On Rudy on Gays
BY TOM BRUNE
9:04 PM EDT, August 8, 2007
Twenty-five years ago, long before Rudy Giuliani became mayor of New York City, he made a decision that advanced the cause of gay rights nationally.
As the Justice Department's number three official in 1982, Giuliani authorized the hiring of the first openly gay lawyer for a prosecutor post requiring a security clearance, according to records and interviews.
That precedent-setting but little-known action, combined with his successful push as mayor for domestic partnership and hate crime laws in New York, make Giuliani an anomaly: a front-runner for the GOP nomination who is a top champion of gay rights.
Like the other Republicans in the race, Giuliani will not be taking part in tonight's presidential debate on gay issues. But he still has done more to advance gay rights than just about any of the Democrats who will participate, gay activists said.
"Rudy Giuliani is near the top of the list," said Matt Foreman, head of the National Gay and Lesbian Task Force, who was an activist in New York when Giuliani was mayor.
"The challenge for those of us in the gay rights movement is to look at two things: an elected official's accomplishment while in office and whether they affirm the humanity of gay people," said Foreman.
"On that score, Mayor Giuliani has a good record," he said, citing the city domestic partnership law, state hate crimes law, public support and appointments of gay judges.
Unlike many politicians, Giuliani is comfortable around gays, Foreman added, recalling how the mayor marched in gay pride parades and shared an apartment with a gay couple.
Rivaling him among presidential hopefuls as a proponent of gay rights is Democratic New Mexico Gov. Bill Richardson, who won passage of non-discrimination and hate-crime laws in his state, Foreman said.
Giuliani is a favorite of the gay group Log Cabin Republicans. Democrats are all talk and no action on gay rights, said Log Cabin president Patrick Sammon. "His record speaks for itself."
Giuliani is not rated as highly by the liberal Human Rights Campaign, sponsor of tonight's debate, or the Task Force because he is so conservative. His personality and hardball politics as mayor also play into it. "Everything with Rudy Giuliani comes with this double-edged sword, including his vindictiveness and his terrible relations with people of color," Foreman said.
Giuliani knows his support for gays is awkward for conservatives in his party and rarely brings it up while campaigning.
He says marriage is only between a man and woman, but he also backs domestic partnerships and opposes a constitutional amendment barring gay marriage. He wouldn't change the military's "don't ask, don't tell" policy.
Asked this week about the 1982 hire, Giuliani said he didn't recall it but said he authorized it if the person was hired.
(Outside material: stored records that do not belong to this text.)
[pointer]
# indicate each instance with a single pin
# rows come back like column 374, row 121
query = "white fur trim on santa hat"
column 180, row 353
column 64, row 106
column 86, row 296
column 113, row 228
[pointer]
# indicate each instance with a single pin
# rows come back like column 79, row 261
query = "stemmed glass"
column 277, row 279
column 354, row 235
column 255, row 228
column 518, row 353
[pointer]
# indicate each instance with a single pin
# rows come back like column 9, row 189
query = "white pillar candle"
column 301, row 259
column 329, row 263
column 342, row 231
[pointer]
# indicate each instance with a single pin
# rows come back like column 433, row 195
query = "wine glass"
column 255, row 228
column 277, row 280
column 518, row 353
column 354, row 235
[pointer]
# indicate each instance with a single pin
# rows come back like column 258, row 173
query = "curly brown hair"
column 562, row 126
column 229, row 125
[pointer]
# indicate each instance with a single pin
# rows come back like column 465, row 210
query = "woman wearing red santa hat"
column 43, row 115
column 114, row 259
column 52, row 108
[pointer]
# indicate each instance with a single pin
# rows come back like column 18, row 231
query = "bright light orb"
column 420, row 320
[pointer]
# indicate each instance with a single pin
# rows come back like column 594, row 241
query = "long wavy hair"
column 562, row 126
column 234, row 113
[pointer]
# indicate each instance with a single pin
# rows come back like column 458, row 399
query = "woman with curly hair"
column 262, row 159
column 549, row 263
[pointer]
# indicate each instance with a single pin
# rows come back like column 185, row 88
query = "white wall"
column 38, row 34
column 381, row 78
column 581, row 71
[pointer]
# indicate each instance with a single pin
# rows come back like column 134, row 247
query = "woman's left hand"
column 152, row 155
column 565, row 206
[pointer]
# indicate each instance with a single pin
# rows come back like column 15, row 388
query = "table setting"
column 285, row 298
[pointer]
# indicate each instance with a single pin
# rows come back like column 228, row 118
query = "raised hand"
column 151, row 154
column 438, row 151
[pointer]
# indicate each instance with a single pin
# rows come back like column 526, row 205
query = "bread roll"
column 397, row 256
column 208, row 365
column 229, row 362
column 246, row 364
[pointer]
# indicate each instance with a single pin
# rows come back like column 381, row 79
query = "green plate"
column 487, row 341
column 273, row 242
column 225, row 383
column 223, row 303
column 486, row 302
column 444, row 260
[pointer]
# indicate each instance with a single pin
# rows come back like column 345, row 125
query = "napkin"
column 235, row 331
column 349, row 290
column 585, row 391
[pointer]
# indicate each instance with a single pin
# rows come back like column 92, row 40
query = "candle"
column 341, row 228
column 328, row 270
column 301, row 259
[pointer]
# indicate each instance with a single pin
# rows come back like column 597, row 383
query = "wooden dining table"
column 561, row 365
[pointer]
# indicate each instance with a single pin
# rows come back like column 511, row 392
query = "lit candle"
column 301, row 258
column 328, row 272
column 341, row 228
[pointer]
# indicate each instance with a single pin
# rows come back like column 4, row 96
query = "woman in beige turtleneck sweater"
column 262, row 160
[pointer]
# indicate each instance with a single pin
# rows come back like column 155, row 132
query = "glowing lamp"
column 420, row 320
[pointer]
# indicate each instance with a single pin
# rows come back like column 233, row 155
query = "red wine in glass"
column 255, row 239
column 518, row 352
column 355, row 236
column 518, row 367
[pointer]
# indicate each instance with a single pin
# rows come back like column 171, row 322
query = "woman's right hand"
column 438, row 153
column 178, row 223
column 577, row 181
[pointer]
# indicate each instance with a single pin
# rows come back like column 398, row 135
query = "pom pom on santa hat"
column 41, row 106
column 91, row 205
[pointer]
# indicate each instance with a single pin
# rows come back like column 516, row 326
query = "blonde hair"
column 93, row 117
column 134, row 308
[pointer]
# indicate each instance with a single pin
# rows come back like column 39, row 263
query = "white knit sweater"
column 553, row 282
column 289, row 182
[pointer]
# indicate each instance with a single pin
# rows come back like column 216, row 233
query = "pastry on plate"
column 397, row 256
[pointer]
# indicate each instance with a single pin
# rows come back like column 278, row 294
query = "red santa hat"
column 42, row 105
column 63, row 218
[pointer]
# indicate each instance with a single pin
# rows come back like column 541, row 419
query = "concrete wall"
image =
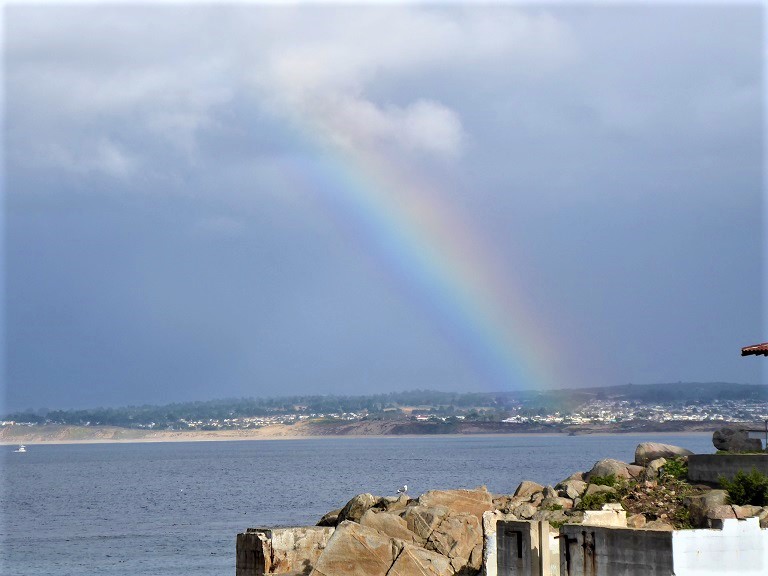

He declined to answer further questions.
His spokeswoman Katie Levinson yesterday issued a statement: "The mayor held the exact same belief 20 years ago as he does today -- a person's ability to do their job should be the sole criteria for whether or not they are hired."
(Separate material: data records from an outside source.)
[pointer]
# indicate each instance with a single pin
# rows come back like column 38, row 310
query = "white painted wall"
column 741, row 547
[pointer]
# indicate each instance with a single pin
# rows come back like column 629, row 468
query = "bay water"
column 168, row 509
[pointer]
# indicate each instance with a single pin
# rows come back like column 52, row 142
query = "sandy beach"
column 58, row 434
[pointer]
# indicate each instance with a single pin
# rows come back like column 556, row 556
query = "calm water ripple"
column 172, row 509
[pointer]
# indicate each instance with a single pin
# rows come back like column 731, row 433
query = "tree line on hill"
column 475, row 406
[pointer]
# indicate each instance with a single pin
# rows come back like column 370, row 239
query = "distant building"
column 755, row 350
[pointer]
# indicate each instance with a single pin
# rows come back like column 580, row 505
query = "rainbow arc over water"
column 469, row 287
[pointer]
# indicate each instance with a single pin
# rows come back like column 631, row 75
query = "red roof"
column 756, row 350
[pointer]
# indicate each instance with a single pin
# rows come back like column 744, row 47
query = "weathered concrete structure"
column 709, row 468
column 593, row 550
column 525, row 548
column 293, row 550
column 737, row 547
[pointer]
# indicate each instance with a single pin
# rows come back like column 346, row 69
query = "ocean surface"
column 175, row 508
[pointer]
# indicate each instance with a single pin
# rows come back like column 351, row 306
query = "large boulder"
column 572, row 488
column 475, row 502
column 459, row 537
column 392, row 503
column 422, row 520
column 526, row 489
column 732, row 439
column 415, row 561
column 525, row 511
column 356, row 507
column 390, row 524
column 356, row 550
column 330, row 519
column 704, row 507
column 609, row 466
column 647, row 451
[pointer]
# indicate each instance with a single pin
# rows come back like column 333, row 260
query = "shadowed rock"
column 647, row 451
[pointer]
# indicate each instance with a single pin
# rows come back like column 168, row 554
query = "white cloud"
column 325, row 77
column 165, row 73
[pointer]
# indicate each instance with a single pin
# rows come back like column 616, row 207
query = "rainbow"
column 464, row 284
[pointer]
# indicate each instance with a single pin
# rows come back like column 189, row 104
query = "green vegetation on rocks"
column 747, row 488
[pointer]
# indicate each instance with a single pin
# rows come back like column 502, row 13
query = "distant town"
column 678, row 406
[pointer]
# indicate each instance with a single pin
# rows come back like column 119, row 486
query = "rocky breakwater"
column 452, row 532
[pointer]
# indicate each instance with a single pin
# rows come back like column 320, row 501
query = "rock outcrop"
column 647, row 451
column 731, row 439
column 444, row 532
Attorney Gregory Baldwin, now in private practice in Miami, remembers it well.
Being openly gay lost him his job on the Senate Intelligence Committee in the 1980s, he said. Its chairman and the CIA said he was a security risk, under post-World War II policy, because he could be blackmailed.
A colleague helped him land a temporary job as an assistant U.S. attorney in Miami, Baldwin said, but when the U.S. attorney there learned about his sexual orientation, he moved Baldwin from narcotics to money-laundering cases.
Baldwin wanted the job to be permanent and needed a security clearance. The FBI vetted him. He flew to Washington for a grilling.
"It finally dawned on me, I was the first one," he said. "I wasn't trying to prove a political point or further the cause. I was just looking for a job."
A 1982 memo alerted associate attorney general Giuliani about the Vietnam War vet, a divorced father of two, top attorney and "admitted homosexual." He asked Justice Department legal counsel Theodore Olson for an opinion.
Olson sent back a memo citing 1960s lawsuits, a 1975 federal personnel code and a new policy on security clearances. He said Baldwin could not be denied a job, unless being gay affected his ability to do the job, and that Baldwin likely could win a lawsuit if he were not hired.
Olson gave Giuliani an out: Hiring a practicing homosexual would indicate a disrespect for Florida's anti-sodomy law, putting the Justice Department in an awkward spot.
But Baldwin got the job.
Olson, now a senior Giuliani campaign aide, called it the "right thing to do" and a "big step."
"Once we wrote that opinion, it was binding on the executive branch and it set a precedent," Olson said.
Marty Steinberg, the lawyer who helped Baldwin get the job, praises Giuliani and Olson.
"They did the right thing," he said, "and that was not an easy thing to do in that era."